News Releases

The U.S. Innovation and Competition Act will make largest R&D investment in generations and secure critical federal funding for domestic manufacturing of semiconductors and other crucial technology

Senator Murray: “This bill will help ensure Washington state remains a leader in innovation, research, and scientific achievement.”

(Washington, D.C.) – U.S. Senator Patty Murray (D-WA), the Chair of the Senate Health, Education, Labor and Pensions (HELP) Committee, applauded Senate passage of the bipartisan U.S. Innovation and Competition Act. The bill passed the Senate 68-32.

“I want to ensure the technologies of the present and the future are made and developed here in Washington state,” Senator Murray said. “As the home of two of the country’s premier research institutions, numerous semiconductor and aerospace manufacturers, and even more technology and communications companies, this bill will help ensure Washington state remains a leader in innovation, research, and scientific achievement. This means more good paying jobs, more investment, and greater economic prosperity overall in Washington state to make sure we can compete in an increasingly global economy.”

The U.S. Innovation and Competition Act seeks to maintain and build on U.S. science and technology leadership by authorizing nearly $200 billion in investments in research and development and strengthening regional economic development, manufacturing, and supply chains. This includes major investments in semiconductors, aerospace, and other industries based in Washington state.

The U.S. Innovation and Competition Act includes the following investments and provisions:

  • CHIPS for America Fund: $49.5 billion to implement the Commerce Department semiconductor incentive and R&D programs, which would be a significant boost to Washington state’s burgeoning semiconductor industry by helping increase domestic production while also benefitting U.S. end users that rely on this technology including many major Washington state employers like Amazon, Microsoft, and more.

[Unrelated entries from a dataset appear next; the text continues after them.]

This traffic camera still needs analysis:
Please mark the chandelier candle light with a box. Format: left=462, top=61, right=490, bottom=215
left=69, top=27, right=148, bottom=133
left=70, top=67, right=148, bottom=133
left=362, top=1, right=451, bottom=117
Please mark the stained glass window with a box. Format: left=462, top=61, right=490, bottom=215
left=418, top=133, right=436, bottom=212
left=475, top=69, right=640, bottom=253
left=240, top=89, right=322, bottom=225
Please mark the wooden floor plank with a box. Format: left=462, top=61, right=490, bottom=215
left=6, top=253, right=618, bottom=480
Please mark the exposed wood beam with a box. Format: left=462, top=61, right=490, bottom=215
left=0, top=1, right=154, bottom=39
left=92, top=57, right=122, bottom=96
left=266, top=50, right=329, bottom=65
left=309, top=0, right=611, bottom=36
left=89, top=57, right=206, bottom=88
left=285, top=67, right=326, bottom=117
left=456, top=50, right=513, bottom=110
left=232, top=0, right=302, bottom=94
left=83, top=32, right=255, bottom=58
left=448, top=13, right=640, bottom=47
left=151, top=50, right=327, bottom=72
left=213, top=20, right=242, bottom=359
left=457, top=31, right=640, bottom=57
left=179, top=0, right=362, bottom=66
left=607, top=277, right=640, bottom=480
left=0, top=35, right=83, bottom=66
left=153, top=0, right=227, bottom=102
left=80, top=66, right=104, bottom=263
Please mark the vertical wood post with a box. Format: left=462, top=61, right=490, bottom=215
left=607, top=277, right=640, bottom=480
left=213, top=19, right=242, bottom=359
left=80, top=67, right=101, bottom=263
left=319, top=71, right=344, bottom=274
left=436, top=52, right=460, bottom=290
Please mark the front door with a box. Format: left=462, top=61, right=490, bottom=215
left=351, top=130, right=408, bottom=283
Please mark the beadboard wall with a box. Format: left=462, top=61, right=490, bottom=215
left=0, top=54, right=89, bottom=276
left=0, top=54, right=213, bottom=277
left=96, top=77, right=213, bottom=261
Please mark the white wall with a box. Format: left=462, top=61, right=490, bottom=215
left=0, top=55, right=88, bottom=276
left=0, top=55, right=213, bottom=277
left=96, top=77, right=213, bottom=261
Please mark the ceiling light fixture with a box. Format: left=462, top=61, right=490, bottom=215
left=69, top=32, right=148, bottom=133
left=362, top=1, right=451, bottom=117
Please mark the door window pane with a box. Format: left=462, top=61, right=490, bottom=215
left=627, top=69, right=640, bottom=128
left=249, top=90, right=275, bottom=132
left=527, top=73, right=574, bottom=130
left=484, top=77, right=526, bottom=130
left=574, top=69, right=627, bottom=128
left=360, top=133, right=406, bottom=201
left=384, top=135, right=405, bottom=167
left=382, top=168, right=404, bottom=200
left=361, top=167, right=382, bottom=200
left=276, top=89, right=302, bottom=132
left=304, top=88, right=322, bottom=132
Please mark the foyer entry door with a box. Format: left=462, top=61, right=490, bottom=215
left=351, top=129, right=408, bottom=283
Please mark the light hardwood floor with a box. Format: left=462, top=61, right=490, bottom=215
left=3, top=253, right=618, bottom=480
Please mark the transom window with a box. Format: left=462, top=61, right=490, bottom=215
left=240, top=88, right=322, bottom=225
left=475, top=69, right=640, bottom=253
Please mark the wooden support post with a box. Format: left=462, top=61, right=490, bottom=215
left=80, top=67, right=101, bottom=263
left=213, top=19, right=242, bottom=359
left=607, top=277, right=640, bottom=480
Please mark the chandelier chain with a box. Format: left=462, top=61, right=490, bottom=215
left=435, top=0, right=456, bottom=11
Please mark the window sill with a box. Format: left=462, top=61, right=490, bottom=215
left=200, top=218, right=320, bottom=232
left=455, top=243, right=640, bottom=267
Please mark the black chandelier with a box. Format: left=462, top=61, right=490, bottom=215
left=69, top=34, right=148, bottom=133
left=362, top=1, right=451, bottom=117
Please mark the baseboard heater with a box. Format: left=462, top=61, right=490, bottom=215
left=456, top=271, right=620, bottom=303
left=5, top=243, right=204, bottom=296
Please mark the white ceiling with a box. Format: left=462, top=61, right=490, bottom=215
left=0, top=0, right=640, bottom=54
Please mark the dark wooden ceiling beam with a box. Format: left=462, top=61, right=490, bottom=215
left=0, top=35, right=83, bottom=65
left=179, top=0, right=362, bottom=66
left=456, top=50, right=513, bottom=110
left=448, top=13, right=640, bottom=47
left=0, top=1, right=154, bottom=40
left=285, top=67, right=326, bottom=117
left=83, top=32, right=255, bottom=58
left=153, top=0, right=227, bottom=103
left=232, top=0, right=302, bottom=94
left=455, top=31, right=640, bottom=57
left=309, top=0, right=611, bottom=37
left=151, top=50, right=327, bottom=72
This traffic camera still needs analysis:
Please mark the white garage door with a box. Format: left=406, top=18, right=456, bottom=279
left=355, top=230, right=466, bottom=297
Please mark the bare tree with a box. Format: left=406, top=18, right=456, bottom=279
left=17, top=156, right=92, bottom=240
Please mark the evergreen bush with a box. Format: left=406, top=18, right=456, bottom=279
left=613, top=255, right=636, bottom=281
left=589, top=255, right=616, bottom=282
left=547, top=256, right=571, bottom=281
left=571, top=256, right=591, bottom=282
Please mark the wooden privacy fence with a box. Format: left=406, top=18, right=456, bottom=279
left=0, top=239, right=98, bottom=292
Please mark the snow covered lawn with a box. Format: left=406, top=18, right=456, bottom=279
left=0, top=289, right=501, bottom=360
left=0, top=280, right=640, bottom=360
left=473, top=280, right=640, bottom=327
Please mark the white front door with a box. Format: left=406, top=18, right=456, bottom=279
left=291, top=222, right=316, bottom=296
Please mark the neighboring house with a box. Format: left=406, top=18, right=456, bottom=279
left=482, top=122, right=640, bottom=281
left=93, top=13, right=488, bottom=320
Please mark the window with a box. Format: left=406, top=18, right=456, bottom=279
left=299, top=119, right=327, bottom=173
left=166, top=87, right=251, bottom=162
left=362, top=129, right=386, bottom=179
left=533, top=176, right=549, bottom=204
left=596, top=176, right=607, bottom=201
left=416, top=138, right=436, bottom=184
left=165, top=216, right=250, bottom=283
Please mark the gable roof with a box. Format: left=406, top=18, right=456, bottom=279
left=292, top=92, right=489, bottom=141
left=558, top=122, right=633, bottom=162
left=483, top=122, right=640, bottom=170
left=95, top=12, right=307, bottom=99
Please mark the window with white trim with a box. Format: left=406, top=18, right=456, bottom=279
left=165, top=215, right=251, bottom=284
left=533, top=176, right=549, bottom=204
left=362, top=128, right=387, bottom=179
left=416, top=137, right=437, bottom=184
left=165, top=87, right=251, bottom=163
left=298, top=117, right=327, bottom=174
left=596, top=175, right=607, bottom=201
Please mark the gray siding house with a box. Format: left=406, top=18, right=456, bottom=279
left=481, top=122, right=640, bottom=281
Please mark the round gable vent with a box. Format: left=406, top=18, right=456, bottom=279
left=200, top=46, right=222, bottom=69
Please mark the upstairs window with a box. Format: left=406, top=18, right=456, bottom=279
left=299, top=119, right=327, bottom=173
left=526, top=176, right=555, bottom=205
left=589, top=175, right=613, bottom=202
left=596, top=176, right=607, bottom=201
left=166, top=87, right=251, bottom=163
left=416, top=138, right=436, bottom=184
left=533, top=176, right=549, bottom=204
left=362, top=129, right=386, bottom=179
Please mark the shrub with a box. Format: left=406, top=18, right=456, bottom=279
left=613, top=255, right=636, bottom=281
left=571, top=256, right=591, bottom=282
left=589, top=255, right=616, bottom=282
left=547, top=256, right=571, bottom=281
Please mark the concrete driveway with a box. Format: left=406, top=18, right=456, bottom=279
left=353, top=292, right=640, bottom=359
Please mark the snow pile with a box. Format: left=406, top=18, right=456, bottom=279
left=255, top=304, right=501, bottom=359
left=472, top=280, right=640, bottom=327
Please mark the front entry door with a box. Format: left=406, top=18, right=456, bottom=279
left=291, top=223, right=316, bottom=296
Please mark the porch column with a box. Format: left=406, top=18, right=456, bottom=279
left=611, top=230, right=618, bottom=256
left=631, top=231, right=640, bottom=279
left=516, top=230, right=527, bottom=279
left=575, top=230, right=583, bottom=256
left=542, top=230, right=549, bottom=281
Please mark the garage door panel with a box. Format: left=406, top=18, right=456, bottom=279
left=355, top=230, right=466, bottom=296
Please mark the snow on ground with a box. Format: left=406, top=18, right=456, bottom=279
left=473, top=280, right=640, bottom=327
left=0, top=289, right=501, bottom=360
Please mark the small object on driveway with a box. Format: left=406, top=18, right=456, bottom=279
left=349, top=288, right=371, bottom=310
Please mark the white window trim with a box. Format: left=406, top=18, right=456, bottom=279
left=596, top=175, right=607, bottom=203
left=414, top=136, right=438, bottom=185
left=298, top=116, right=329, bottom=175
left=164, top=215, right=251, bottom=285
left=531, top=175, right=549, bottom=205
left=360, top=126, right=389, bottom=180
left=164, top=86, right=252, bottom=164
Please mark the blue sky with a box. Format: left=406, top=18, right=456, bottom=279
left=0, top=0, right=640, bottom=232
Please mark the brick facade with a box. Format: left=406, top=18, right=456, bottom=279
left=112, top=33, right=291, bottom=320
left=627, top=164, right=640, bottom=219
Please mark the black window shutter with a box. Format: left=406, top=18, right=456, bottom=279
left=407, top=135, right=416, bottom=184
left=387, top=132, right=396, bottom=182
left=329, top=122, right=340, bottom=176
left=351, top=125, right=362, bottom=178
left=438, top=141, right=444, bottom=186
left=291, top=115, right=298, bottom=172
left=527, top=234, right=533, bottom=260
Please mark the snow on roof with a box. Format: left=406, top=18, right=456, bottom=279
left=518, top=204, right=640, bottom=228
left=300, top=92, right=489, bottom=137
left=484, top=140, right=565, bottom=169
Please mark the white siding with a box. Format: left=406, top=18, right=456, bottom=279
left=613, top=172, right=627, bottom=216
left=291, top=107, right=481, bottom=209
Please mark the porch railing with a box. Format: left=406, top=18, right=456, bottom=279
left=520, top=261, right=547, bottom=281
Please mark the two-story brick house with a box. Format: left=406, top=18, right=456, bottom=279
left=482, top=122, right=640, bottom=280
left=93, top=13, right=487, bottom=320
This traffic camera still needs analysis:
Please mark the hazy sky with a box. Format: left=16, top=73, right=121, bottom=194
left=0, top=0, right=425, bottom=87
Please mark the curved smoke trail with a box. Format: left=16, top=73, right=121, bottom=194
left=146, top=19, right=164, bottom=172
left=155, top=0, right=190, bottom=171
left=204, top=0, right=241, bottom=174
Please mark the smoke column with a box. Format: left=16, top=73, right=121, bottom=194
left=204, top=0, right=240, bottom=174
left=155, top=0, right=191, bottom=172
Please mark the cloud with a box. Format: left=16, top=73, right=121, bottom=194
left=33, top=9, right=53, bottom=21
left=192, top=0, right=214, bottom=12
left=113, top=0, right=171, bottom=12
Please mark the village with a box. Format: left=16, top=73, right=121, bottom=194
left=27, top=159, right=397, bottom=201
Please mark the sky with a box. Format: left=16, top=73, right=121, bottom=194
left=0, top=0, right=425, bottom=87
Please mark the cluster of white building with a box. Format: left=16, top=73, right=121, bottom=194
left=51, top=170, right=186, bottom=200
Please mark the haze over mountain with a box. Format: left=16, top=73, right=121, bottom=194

This includes:
    • $39 billion to implement R&D programs with $2 billion to solely focus on legacy chip production to advance the economic and national security interests of the United States.
    • $10.5 billion to implement Commerce R&D programs, including the National Semiconductor Technology Center (NSTC), National Advanced Packaging Manufacturing Program, and other R&D programs.
  • CHIPS for America Defense Fund: $2 billion to provide support for R&D, testing and evaluation, workforce development, and other related activities, in coordination with the private sector, universities, and other federal agencies to support the needs of the Department of Defense and the intelligence community.
  • CHIPS for America International Technology Security and Innovation Fund: $500 million to coordinate with foreign government partners to support international information and communications technology security and semiconductor supply chain activities.
  • Technology Directorate: $29 billion to create a new Directorate of Technology and Innovation at the National Science Foundation (NSF) to support research and technology development in key technology focus areas, such as artificial intelligence and quantum science, in order to strengthen the global leadership of the United States in innovation.
  • NSF Research and Development Programs: $52 billion for existing NSF activities, an important boost in funding that would greatly benefit research done at both the University of Washington and Washington State University. The legislation would also create a Chief Diversity Officer at NSF and increase STEM education to enhance the domestic STEM workforce.
  • Regional Technology Hubs: $10 billion to create a regional technology hub program at DOC to support regional economic development in innovation. Technology hubs would carry out workforce development activities, business and entrepreneur development activities, technology maturation activities, and infrastructure activities related to the technology development.
  • Manufacturing: $2.4 billion to authorize close to a quadrupling of the DOC Manufacturing Extension Partnership and create a new track within the program for public benefit activities like workforce development and cybersecurity services. Would also authorize the Manufacturing USA program at $1.2 billion, and add workforce and coordination provisions.
  • Department of Energy: $16.9 billion for the Department of Energy for R&D and energy-related supply chains in key technology areas. As a part of this funding, Senator Murray worked to obtain separate funding for Department of Energy National Labs in the bill, which will specifically benefit PNNL’s research in areas like quantum computing and high performance computing, biotechnology, genomics, materials science, cybersecurity, and clean energy.
  • 5G: $1.5 billion to implement the USA Telecommunications Act to foster U.S. innovation in the race for 5G, a critical investment for Washington state’s telecommunications industry.
  • Promotes Trade: Renews the Generalized System of Preferences (GSP) and the Miscellaneous Tariff Bill (MTB), both of which expired at the end of last year. The GSP would eliminate tariffs on goods imported from countries struggling economically, giving Washington state importers access to important inputs and materials, supporting jobs, and keeping consumer prices lower. The MTB reduces or suspends duties that cannot be readily found in the U.S. or would cause a significant revenue hit, boosting Washington’s trade-heavy economy and businesses.